Дался им постмодернизм… – досадовал и тут же восхищался Соснин. Издавна Шанский окормлял своих слушателей столь же напористыми, но аморфными какими-то идеями-рассуждениями, а теперь-то чеканил мысли; щёки, лоб залоснились, Шанский купался в жарких лучах.

И паслись на сочных пастбищах продуктивные породистые коровы, возились поросята, поблескивали разделочные ножи.

И свет, белый яркий свет лился сверху, слепяще отражался стёклами, металлом, эмалью, керамическими крышами и куполами Рима, отблескивал Тибр… свет бил отовсюду, всё казалось настолько гладким, зашлифованным, что трение заведомо изгонялось; чтобы не задержать, не дай бог, скольжение вездесущих лучей, предметы и изображения их вовсе не лепились, послушно распластывались, всякая тень воспринималась как недосмотр осветителя. Не конец ли это, не тот ли свет льётся? – кольнуло Соснина, – а если тот, то откуда взялась вполне рациональная мысль?

На экране справа зажигали ханукальные свечи, левее, в телевизионном ряду повыше, застыл сразу на двух экранах фатоватый юноша с гладко причёсанными на пробор редкими волосами, усиками на болезненно-припухлом лице. – С мучительным восторгом всматривался он в свой внутренний мир, сквозь внутреннюю призму смотрел на мир внешний, глубоко переживал свой аристократизм, своё еврейство, аномальность своих половых влечений, – вещал взволнованный популяризатор, – он, баловень Света, страдал неизлечимым недугом, проводил дни в обитой пробкой, наглухо зашторенной комнате, где писал свою субъективную эпопею, поэтизируя, эстетизируя запавшие в душу жесты, лица, слова, всё, что видел и помнил… лишь по ночам, как охотник за впечатлениями, он…

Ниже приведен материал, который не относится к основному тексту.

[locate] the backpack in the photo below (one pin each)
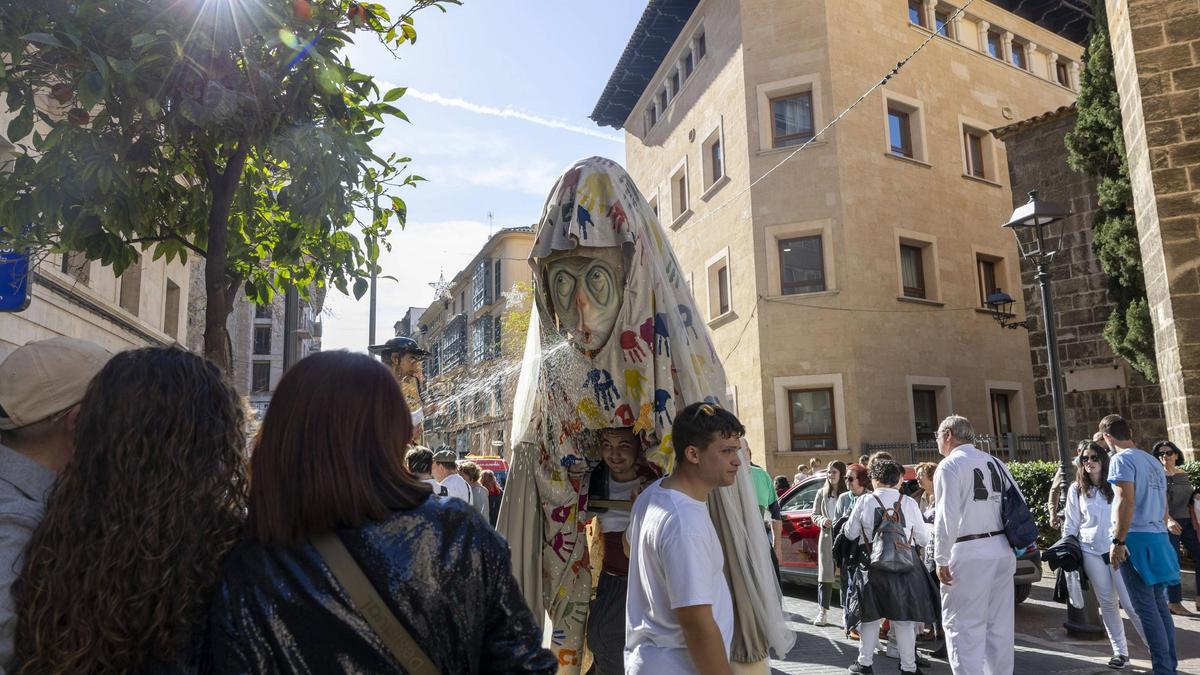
(891, 549)
(1014, 513)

– Окончательный разрыв с традицией?

– Ничуть! Культурная традиция глубока и многолика, в традиции все самые смелые, пусть и эпатажные, жесты укоренены, все художественные ходы просчитаны, мы только об этом не догадываемся.

– Но раньше душа, психика художника преображали…

– И сейчас преображают, только иначе…

– Но как же… как иначе…

– А так…

– А что такое деконструкция?

– Мало вам симулякра?! – панически вскинув вверх руки, со счастливой веселостью воскликнул Шанский, – деконструкция заведёт нас далеко-далеко в безответственные структуры ищущей мысли и пресыщенной привычной гармонией композиции, я несколько месяцев из-под собственной палки посещал семинар несгибаемого Дерриды и готов, если прикажете, подступаясь к затемнённому термину, наделять магией простенькие слова: «развитие», «голос», «след»… но сии изнурительные садистические радения не для телеэкрана, возможно потому ещё, что я плохой просветитель…

– И всё же, если без предисловий, упрощённо, но образно…

– Помилуйте, была бы охота слушать! – радостно покорился Шанский, промокнул платком расплавившийся на щеке грим, – почему бы, к примеру, рождение барокко упрощённо не представить как эпохальный акт деконструкции? Допустим, вмиг взорвались все античные и ренессансные памятники, некий художник с вулканическим темпераментом принялся, не доверяясь памяти, шпаргалкам увражей, заново и свободно компоновать разлетевшиеся обломки, на ходу изобретая для себя неписанные правила компоновки. Разумеется, речь не о реальном взрыве, перед вторым римским барокко, превзошедшим смелостью и восторгом первое, и вовсе вроде бы тишь да гладь воцарялись – взорвалось творческое сознание.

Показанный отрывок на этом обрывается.